I agree with outsourcing custodial staff. We have 4 custodians... all of which need to do a better job. We have begged and begged for administration to do something about the building's cleanliness or lack thereof, and it falls upon deaf ears. DeKalb is paying too often for people not doing their job and nothing is being done about it. If the shoe were on the other foot and it was a teacher not performing, you better believe something would be done ASAP... well depending on the school.

Anonymous said...

Mentioning trailers... we have 8 trailers on our campus. Many have severe MOLD problems and leak everytime it rains. They have been on our campus over 10 years and it seems like they would want to build on to our building.
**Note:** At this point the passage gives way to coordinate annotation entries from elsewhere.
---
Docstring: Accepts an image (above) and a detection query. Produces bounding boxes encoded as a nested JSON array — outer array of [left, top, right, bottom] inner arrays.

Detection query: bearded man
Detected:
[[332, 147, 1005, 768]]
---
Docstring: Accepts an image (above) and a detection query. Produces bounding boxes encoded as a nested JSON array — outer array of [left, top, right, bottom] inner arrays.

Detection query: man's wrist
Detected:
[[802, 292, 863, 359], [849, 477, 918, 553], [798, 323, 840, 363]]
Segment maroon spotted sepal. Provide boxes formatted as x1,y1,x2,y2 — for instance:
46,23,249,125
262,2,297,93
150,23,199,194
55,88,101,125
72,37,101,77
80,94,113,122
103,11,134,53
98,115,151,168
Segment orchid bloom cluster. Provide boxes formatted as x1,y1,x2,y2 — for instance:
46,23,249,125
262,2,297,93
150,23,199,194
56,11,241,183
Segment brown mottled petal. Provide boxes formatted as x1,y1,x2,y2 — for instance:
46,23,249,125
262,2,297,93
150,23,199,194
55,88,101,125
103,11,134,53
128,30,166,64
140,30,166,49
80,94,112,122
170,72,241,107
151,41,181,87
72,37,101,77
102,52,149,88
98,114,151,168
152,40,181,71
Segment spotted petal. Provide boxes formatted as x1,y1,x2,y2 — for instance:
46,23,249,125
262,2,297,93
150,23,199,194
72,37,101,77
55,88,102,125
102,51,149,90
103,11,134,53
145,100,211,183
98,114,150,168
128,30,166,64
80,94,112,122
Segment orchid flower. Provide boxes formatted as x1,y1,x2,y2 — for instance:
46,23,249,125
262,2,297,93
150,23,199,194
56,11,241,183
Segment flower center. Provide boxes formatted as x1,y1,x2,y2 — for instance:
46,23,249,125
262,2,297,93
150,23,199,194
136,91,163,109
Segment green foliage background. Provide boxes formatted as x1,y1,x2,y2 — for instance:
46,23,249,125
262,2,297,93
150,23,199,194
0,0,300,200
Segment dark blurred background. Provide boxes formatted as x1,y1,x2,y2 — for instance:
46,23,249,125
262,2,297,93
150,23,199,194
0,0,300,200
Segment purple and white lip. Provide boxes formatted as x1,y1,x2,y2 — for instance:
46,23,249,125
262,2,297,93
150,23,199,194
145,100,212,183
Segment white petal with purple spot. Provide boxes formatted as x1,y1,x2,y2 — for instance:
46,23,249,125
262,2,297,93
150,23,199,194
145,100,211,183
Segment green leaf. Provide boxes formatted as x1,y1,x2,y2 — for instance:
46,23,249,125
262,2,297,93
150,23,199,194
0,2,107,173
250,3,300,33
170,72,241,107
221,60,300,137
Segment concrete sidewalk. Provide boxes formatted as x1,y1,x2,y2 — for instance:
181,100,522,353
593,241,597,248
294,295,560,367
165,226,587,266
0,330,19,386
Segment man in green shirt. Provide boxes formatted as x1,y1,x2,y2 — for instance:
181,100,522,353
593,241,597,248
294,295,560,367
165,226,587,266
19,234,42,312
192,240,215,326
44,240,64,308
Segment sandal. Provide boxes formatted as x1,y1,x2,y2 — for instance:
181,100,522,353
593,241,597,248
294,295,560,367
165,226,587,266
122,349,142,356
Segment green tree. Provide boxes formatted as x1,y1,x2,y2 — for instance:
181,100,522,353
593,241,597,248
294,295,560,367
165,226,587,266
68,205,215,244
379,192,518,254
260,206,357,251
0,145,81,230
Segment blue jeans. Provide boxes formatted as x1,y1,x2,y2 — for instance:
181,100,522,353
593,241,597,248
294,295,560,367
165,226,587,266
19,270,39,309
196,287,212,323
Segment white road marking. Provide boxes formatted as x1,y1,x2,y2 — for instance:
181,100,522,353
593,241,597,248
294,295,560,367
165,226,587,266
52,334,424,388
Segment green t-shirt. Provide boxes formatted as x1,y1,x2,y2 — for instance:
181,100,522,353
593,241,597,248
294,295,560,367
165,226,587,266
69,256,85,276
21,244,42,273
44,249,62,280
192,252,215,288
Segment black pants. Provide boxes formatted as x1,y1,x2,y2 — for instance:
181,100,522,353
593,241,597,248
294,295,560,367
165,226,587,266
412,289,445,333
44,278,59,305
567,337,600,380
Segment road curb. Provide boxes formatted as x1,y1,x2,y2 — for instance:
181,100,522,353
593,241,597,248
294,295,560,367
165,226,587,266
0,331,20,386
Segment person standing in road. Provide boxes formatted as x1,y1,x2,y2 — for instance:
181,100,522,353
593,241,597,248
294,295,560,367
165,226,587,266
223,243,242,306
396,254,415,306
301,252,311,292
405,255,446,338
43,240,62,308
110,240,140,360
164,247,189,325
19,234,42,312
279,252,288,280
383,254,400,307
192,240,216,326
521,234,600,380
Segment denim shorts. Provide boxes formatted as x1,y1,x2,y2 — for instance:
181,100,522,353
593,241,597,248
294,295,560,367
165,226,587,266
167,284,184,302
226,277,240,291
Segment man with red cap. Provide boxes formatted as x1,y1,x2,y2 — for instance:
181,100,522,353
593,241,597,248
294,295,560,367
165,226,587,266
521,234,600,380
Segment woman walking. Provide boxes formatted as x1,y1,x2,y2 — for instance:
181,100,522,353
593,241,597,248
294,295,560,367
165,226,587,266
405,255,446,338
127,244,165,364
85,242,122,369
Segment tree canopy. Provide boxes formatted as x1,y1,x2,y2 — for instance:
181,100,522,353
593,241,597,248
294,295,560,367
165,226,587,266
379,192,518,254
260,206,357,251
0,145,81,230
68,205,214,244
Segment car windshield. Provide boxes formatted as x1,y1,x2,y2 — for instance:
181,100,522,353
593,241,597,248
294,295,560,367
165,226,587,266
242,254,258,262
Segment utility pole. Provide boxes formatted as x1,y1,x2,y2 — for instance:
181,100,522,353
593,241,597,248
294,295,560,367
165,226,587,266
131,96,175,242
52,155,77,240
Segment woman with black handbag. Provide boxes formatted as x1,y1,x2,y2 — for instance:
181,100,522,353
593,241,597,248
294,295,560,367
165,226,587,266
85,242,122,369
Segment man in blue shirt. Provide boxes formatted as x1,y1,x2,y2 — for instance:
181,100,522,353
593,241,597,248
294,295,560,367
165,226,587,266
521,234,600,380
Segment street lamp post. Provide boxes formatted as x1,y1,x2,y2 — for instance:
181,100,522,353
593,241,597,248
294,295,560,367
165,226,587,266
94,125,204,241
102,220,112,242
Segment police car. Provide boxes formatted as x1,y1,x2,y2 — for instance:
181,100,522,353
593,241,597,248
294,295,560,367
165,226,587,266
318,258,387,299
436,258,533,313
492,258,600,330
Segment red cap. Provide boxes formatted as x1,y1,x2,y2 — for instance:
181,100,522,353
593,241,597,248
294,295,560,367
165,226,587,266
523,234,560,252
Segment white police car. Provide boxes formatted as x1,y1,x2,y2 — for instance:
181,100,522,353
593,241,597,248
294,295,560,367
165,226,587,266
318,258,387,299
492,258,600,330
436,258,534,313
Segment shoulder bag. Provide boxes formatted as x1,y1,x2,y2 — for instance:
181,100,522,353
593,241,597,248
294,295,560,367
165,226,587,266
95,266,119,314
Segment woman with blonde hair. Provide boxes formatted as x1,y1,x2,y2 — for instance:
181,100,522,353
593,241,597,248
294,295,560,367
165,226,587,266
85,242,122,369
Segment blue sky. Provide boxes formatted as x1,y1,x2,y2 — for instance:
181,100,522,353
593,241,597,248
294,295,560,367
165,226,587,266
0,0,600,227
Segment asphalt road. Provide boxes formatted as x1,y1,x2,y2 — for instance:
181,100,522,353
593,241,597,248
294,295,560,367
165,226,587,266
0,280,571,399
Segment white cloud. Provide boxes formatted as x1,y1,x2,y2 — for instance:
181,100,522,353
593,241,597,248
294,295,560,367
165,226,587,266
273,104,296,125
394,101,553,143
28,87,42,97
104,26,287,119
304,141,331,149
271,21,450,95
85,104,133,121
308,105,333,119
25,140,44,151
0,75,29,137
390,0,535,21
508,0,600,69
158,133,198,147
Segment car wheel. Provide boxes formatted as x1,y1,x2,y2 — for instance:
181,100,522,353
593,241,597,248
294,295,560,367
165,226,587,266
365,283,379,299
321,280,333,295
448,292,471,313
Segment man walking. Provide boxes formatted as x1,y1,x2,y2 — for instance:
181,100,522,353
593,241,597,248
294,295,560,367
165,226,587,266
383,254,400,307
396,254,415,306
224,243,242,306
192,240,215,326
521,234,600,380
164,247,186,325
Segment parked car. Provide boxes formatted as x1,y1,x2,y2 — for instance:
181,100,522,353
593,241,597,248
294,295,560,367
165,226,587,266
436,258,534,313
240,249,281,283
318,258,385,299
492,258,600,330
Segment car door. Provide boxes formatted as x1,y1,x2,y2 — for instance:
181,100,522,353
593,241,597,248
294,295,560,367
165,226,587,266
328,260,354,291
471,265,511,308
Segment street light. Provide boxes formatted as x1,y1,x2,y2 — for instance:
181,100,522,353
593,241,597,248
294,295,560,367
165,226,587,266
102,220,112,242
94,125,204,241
I guess being a school that is largely latino and in DORAVILLE means we don't get anything but grief and substandard trailers!

Anonymous said...

Elluminate Live is not the answer to professional development. These sessions are boring and are just the reading of the power point presentations. Unless they were Dr. Tally and her picture while she talked about transparency after our school day had ended.

Not sure how much Elluminate is costing tax payers, but it's not worth the money, from the way that I have seen it used. Send me a power point to read and don't waste my valuable time. Another worthless product brought to us by DCSS.

Ella Smith said...

Our Instructional Coaches do the Professional Development Training. We also got a great deal of training this year on using the new data system regarding benchmark testing.

Next year Dekalb County will also have a central data system to pull up benchmark test scores and other test scores and use these to actually see where the deficits of their students are so they can go back and remediate. I am sure Dekalb County will spend a great deal of time training teachers how to use the new data system this year to improve student achievement in the Dekalb County Schools.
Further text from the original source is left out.